Release-service propagates trace context from the Release CR onto release PipelineRuns and emits timing spans with required attributes. When a Release CR lacks trace context, release-service creates a new root span. This completes the end-to-end timing visibility from event receipt through release completion.

# Pros and Cons of Alternatives Considered

# Separate traces per stage

Good, because it may be simpler logic.
Bad, because it offers no end-to-end delivery view.
Bad, because it offers weaker correlation across controllers/clusters.
Bad, because delivery latency is harder to compute from trace data across multiple traces.

Not adopted because the primary goal is end-to-end delivery latency measurement, which requires a single trace spanning all stages.

# Link-only correlation (no remote parentage)

Good, because it avoids parenting concerns.
Good, because it works with independent trace roots.
Bad, because span links do not establish parent-child relationships, so tools cannot render a single trace tree.
Bad, because end-to-end timing analysis is less direct.

Not adopted because span links do not produce a navigable trace tree, making delivery latency analysis indirect and tool-dependent.

# Custom CRD fields for trace context

Good, because it provides typed storage and validation potential.
Bad, because it requires schema changes and coordination cost.
Bad, because it is more invasive than metadata-based propagation.

Not adopted because metadata-based propagation achieves the same result with no schema changes and reuses existing runtime mechanisms.

# Parallel trace context carriers on the same resource

Good, because it allows different consumers to read from their preferred carrier format.
Bad, because multiple carriers for the same semantic value create ambiguity about which is authoritative.
Bad, because it introduces parallel code paths that produce identical behavior.

Not adopted because a single trace context carrier per resource avoids ambiguity and redundant mechanisms.

# OTel Baggage for attribute propagation

Good, because it propagates contextual attributes through the trace without requiring labels on each resource.
Bad, because all required attributes are already locally available at each emission point.

Not adopted for current requirements.
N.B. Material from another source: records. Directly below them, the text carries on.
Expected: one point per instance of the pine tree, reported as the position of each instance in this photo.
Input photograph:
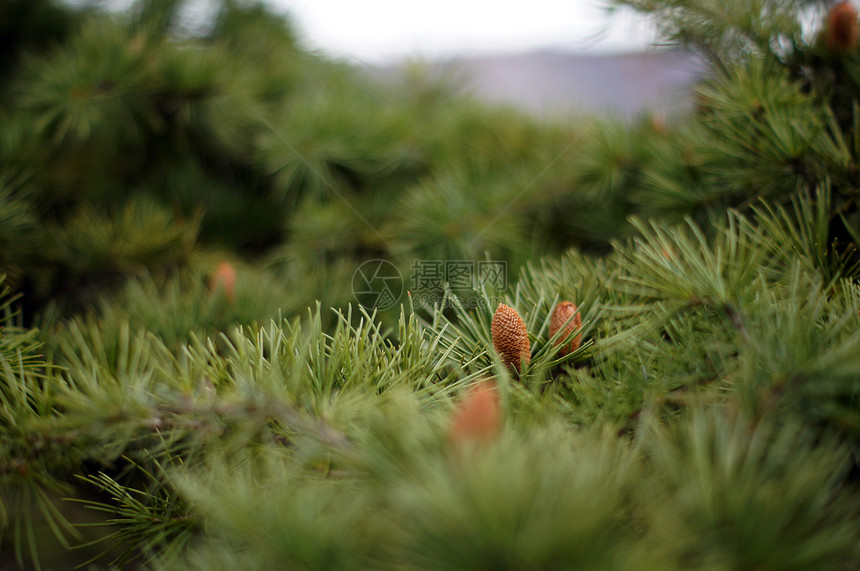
(172, 200)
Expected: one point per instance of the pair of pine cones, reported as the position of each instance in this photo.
(511, 339)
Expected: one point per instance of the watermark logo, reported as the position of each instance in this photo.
(377, 284)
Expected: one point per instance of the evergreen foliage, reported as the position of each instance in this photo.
(156, 413)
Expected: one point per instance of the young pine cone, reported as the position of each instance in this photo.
(510, 337)
(841, 30)
(224, 279)
(478, 417)
(565, 315)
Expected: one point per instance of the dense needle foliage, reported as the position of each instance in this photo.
(190, 376)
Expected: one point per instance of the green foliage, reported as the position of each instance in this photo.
(173, 199)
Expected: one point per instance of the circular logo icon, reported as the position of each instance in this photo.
(377, 284)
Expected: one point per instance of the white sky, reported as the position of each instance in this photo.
(378, 31)
(386, 30)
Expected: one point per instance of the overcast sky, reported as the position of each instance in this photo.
(385, 30)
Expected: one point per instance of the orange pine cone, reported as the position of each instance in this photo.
(224, 278)
(478, 416)
(565, 315)
(840, 33)
(510, 337)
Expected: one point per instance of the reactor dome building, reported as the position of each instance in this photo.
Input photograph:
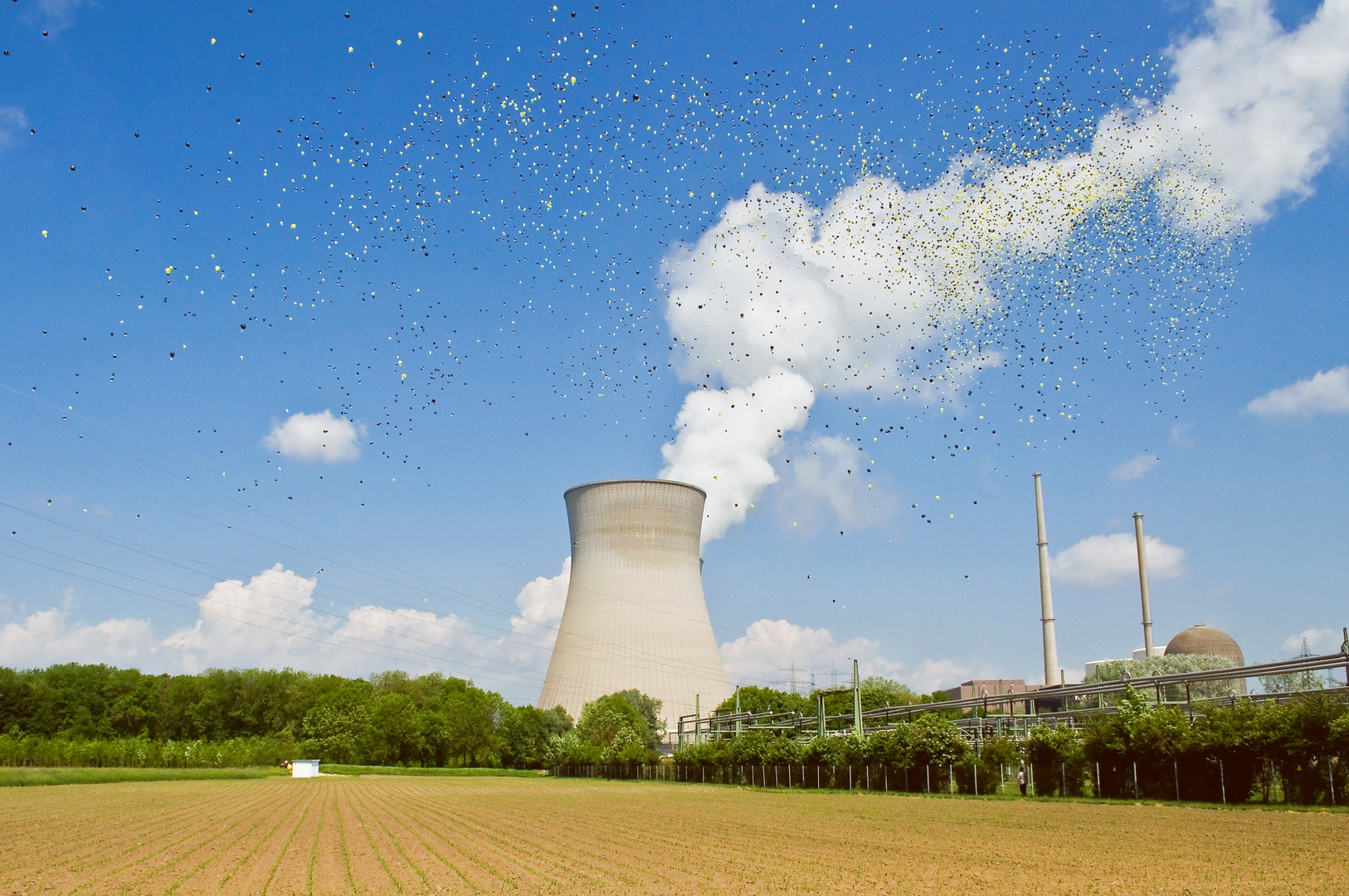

Can be reconsidered if future attributes that are not locally available need cross-service propagation.

# Linking of non-triggering build PipelineRuns in Snapshot

Good, because it allows a stochastic sampling of correlated build PipelineRuns included in a multi-component Snapshot.
Bad, because limits on span links result in an arbitrary sampling of component build times.
Bad, because a limited sampling cannot guarantee useful metrics or navigability.

Not adopted because span link limits make the sampling arbitrary and unreliable for metrics or navigation.

# Consequences

Reusing the runtime’s existing trace parent adoption mechanism for external trace propagation yields end-to-end trace continuity across controllers and clusters with minimal integration cost. It introduces controller responsibility to propagate trace context correctly, and provides a defined path for missing-context Snapshots by allowing integration-service to establish a new root. Any system that creates PipelineRuns can participate in distributed tracing by propagating trace context onto created PipelineRuns using the same pattern.

All attributes required for per-namespace delivery latency analysis are locally available at each timing span emission point. No cross-service attribute propagation is needed for the current attribute set.

Any future controller that creates PipelineRuns should follow the same propagation pattern: inject trace context onto created PipelineRuns, emit timing spans with the required attribute categories, and create a new root span when valid trace context is unavailable.